Talking to your computer and having it recognise your speech used to be a technology that only appeared in science fiction movies, but since Apple’s introduction of their voice activated personal assistant Siri verbally commanding your way around iOS has become common place. In this article I’ll show you how to add voice-recognition to your Mac so that you can enjoy a similar hands-free experience on your desktop.
Dragon Express is one of the easiest ways to enable voice recognition on your Mac. The package is currently available on Mac App Store for only £34.99. After a brief install and 1.21GB of space the app with give you access to a robust and simple array of voice-recognition features. It’s recommended that you use an external microphone headset, but after ensuring that there was minimal ambient noise the internal microphone on my MacBook Air worked without a hitch.

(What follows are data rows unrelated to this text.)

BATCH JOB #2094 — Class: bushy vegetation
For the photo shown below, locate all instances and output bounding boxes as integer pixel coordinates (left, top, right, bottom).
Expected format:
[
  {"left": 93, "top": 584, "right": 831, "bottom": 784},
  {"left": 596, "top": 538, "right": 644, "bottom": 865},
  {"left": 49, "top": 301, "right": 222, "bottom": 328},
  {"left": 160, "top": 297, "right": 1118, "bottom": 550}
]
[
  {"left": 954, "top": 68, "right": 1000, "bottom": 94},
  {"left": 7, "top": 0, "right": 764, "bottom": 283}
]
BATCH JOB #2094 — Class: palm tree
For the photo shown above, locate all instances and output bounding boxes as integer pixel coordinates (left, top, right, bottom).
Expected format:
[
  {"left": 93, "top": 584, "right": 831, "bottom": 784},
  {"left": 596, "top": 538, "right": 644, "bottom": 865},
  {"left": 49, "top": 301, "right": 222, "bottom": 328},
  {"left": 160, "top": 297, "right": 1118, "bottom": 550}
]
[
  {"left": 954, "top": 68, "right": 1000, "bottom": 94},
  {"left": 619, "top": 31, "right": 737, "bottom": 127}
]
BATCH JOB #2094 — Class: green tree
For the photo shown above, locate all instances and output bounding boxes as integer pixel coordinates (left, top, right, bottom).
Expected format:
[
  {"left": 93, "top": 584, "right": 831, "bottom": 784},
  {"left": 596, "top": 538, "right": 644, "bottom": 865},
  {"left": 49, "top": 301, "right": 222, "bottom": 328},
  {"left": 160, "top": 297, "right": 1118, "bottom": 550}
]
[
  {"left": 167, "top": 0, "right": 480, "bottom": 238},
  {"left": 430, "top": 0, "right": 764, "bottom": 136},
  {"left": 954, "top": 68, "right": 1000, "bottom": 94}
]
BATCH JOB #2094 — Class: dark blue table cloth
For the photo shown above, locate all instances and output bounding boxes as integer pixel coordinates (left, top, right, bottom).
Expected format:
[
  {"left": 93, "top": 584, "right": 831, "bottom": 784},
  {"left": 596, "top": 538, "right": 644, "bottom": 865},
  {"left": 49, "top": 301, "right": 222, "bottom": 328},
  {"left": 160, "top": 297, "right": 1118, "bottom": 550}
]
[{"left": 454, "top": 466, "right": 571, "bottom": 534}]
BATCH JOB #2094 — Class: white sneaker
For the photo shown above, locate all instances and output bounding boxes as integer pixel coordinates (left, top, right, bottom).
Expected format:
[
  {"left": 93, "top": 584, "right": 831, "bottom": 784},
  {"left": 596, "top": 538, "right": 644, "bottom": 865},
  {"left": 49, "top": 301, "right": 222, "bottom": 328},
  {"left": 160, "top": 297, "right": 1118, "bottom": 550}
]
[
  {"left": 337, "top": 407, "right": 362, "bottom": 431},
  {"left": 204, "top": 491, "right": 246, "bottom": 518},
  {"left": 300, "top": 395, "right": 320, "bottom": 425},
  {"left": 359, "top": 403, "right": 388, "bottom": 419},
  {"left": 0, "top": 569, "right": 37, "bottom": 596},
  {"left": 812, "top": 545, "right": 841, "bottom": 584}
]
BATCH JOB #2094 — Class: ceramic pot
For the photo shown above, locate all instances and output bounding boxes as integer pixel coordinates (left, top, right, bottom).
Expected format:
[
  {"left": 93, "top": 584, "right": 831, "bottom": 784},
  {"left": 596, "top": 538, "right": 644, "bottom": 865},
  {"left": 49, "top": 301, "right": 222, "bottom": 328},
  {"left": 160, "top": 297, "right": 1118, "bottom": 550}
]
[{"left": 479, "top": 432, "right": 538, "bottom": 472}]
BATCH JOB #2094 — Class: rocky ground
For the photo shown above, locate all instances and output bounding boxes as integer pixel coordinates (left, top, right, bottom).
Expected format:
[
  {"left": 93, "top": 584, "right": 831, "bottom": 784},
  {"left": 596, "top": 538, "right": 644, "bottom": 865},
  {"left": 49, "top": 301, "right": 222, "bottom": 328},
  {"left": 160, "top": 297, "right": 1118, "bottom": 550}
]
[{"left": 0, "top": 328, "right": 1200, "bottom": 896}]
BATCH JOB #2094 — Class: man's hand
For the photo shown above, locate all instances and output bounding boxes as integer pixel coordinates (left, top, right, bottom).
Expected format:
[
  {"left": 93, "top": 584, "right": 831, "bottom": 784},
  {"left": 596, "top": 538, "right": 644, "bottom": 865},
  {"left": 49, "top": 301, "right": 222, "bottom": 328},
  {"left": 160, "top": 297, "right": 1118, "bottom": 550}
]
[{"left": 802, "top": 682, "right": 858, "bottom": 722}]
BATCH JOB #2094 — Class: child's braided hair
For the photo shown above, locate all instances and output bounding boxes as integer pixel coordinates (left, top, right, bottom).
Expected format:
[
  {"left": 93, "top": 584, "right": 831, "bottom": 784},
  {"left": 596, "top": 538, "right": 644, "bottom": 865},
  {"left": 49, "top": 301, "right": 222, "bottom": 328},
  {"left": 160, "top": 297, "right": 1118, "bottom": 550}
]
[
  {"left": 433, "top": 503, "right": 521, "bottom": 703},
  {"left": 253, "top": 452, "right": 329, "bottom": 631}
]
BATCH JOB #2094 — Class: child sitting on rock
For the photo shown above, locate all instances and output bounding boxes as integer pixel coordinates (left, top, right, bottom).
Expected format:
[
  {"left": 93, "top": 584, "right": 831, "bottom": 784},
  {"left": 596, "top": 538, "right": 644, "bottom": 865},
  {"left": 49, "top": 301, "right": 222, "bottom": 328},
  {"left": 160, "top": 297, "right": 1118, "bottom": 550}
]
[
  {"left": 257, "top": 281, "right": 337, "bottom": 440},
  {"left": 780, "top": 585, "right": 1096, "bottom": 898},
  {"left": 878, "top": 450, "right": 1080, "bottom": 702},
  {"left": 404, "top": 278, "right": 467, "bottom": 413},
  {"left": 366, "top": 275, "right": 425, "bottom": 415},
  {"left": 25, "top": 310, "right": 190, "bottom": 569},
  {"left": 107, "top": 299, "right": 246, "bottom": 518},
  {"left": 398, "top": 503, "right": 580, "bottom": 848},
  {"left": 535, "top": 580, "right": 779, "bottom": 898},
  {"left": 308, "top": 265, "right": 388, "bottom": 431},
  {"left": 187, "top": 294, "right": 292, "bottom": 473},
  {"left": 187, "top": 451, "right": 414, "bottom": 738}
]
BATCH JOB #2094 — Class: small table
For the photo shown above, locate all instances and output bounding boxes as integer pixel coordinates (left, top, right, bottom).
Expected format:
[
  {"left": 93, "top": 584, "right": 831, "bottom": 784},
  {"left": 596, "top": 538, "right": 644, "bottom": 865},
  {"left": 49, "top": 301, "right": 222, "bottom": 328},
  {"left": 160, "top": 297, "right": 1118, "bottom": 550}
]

After a quick training process, in which you read a piece of text to the App so that it can become accustomed to your voice, you are greeted by the main window of Dragon Express. Unlike it’s pricier sibling Dragon Dictate, which allows you to dictate text directly in most Mac applications, you’ll be using this window to process voice-to-text and then using the commands in the above image to send the processed text to a variety of sources. This minor inconvenience does make the transition form keyboard to voice input a little jarring, but unless you’re prepared to pay up to four times as much for full integration it’s worth working around this small issue.
Once you get used to the set of verbal commands used to access the features of Dragon Express the process of diction becomes a breeze. The program sits in the menu bar of your Mac and is easily accessible from most everyday work situations. You can also assign your own hotkeys so that you can bring up the Dragon Express window when using apps in full-screen modes.
Word recognition seemed to work with very few mistakes and, as long as I had my word processor of choice open before I began using Dragon Express it was a cinch to move dictated text into a different app.
Whilst multiple users is formally supported by Dragon Express I also found that it’s voice-recognition was robust enough to pick up the words spoken by other users who haven’t spent the time training the programe to their own voice.
As an extra bonus Dragon Express also provides some shortcuts to posting dictated text to Facebook, Twitter or as an email (using Apple’s own Mail app). A small feature but certainly one that would be useful to social-media obsessed fans who want to quickly and easily update their statuses whilst in the middle of other activities.
Overall Dragon Express is the cheapest, simplest and easiest way to add voice-recognition to you Mac. It doesn’t have the same features as Apple’s own Siri, and lacks full integration with pre-existing Mac Apps, but if you’re looking for a way to transform spoken language into text on your Mac Dragon Express seems to be the way to go.